A fascinating looking book by the medievalist R.I. Moore (Newcastle) will be published in April, The War on Heresy (Harvard 2012). Religious heresy is in some ways the ancestor (though a still-living ancestor) of religious dissent, and so it may be interesting to reflect on how the history in this volume might shed light on contemporary concerns. The publisher’s description follows.
Between 1000 and 1250, the Catholic Church confronted the threat of heresy with increasing force. Some of the most portentous events in medieval history—the Cathar crusade, the persecution and mass burnings of heretics, the papal inquisition established to identify and suppress beliefs that departed from the true religion—date from this period. Fear of heresy molded European society for the rest of the Middle Ages and beyond, and violent persecutions of the accused left an indelible mark. Yet, as R. I. Moore suggests, the version of these events that has come down to us may be more propaganda than historical reality.
Popular accounts of heretical events, most notably the Cathar crusade, are derived from thirteenth-century inquisitors who saw organized heretical movements as a threat to society. Skeptical of the reliability of their reports, Moore reaches back to earlier contemporaneous sources, where he learns a startling truth: no coherent opposition to Catholicism, outside the Church itself, existed. The Cathars turn out to be a mythical construction, and religious difference does not explain the origins of battles against heretic practices and beliefs.
A truer explanation lies in conflicts among elites—both secular and religious—who used the specter of heresy to extend their political and cultural authority and silence opposition. By focusing on the motives, anxieties, and interests of those who waged war on heresy, Moore’s narrative reveals that early heretics may have died for their faith, but it was not because of their faith that they were put to death.

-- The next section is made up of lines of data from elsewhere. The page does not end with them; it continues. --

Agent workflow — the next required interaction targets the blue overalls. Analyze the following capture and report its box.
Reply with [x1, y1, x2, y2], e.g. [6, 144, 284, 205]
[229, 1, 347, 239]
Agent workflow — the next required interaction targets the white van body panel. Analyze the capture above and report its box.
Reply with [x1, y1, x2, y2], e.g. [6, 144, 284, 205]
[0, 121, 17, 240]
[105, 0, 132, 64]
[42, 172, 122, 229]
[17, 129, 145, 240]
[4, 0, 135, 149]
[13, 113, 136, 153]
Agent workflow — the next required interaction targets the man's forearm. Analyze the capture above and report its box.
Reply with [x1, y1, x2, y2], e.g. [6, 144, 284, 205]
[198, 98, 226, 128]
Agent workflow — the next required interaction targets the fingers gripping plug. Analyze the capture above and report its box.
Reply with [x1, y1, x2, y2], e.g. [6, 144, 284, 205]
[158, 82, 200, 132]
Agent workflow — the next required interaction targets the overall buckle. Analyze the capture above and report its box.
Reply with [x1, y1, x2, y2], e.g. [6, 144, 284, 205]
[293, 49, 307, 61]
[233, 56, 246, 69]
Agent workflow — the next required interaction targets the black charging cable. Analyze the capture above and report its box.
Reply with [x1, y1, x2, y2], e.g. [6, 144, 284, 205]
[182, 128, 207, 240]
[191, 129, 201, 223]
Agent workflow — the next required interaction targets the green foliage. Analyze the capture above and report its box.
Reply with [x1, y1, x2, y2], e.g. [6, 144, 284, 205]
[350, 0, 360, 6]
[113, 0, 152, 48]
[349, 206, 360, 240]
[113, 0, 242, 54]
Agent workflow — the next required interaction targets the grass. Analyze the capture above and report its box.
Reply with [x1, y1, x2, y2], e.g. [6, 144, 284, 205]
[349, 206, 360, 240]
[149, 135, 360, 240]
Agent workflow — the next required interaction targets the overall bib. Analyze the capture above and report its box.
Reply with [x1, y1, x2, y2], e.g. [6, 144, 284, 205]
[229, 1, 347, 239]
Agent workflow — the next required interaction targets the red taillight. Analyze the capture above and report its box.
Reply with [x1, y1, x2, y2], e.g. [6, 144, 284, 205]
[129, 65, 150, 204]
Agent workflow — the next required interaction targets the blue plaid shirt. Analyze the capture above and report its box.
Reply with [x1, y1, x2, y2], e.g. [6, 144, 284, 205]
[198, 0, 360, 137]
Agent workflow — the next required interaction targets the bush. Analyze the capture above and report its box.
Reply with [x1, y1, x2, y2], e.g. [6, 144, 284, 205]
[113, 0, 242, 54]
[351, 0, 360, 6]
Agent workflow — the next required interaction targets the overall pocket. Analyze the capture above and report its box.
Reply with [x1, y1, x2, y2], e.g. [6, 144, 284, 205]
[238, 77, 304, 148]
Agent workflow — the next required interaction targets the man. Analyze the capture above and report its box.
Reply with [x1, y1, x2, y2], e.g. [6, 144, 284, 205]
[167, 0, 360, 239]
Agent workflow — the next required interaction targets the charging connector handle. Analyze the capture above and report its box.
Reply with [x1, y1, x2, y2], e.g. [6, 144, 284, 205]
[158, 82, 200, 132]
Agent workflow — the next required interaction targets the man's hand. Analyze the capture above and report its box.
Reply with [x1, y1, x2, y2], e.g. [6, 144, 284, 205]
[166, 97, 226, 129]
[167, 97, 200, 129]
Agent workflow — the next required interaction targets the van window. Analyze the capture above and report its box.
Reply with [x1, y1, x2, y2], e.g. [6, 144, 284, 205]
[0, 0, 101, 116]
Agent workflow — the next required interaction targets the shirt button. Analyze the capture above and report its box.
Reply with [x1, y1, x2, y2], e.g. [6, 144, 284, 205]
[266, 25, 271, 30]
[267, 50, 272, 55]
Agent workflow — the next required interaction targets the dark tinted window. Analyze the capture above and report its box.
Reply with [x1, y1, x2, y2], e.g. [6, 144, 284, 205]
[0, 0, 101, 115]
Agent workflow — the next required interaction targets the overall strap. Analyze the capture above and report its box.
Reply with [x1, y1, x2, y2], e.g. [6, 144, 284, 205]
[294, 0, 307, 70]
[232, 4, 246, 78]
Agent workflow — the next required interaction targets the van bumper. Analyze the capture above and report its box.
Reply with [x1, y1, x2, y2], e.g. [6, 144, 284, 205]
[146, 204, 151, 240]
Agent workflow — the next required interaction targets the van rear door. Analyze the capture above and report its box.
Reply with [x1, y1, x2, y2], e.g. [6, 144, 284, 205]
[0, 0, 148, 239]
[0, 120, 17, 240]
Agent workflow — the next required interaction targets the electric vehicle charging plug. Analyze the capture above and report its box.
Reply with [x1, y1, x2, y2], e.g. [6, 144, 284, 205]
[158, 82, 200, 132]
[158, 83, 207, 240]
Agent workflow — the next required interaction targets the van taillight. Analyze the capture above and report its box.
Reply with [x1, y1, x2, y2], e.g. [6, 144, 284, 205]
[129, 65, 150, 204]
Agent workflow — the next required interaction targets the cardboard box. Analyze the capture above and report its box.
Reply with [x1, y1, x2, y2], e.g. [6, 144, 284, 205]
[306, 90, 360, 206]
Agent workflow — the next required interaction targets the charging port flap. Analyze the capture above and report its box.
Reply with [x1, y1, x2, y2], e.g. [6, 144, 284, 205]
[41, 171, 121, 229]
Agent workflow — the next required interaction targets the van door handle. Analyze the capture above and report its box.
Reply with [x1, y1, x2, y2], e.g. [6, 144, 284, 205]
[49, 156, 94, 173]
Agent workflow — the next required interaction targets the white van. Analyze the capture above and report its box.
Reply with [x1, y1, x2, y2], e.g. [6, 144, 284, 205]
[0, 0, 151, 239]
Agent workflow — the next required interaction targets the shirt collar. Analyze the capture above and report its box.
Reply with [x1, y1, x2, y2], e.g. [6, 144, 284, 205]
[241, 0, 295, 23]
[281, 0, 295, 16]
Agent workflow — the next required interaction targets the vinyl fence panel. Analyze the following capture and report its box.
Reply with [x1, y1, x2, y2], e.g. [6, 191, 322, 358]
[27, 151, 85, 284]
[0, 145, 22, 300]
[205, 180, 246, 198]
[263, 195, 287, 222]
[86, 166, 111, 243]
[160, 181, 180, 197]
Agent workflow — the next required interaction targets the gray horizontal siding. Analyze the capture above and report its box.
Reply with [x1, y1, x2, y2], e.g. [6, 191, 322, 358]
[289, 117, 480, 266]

Like the political scientist Charles Tilly (“War making and state making as organized crime”), Moore is a pretty interesting revisionist of the old “religion is inherently intolerant and violent and politically destructive” story. It sounds like this new work is in line with his older book THE FORMATION OF A PERSECUTING SOCIETY. I suspect we’re seeing the elements of a large rival to the Enlightenment view (esp the Gibbon/Hume view) of premodern history emerging over the past few decades. Some other medievalists have written on this as well.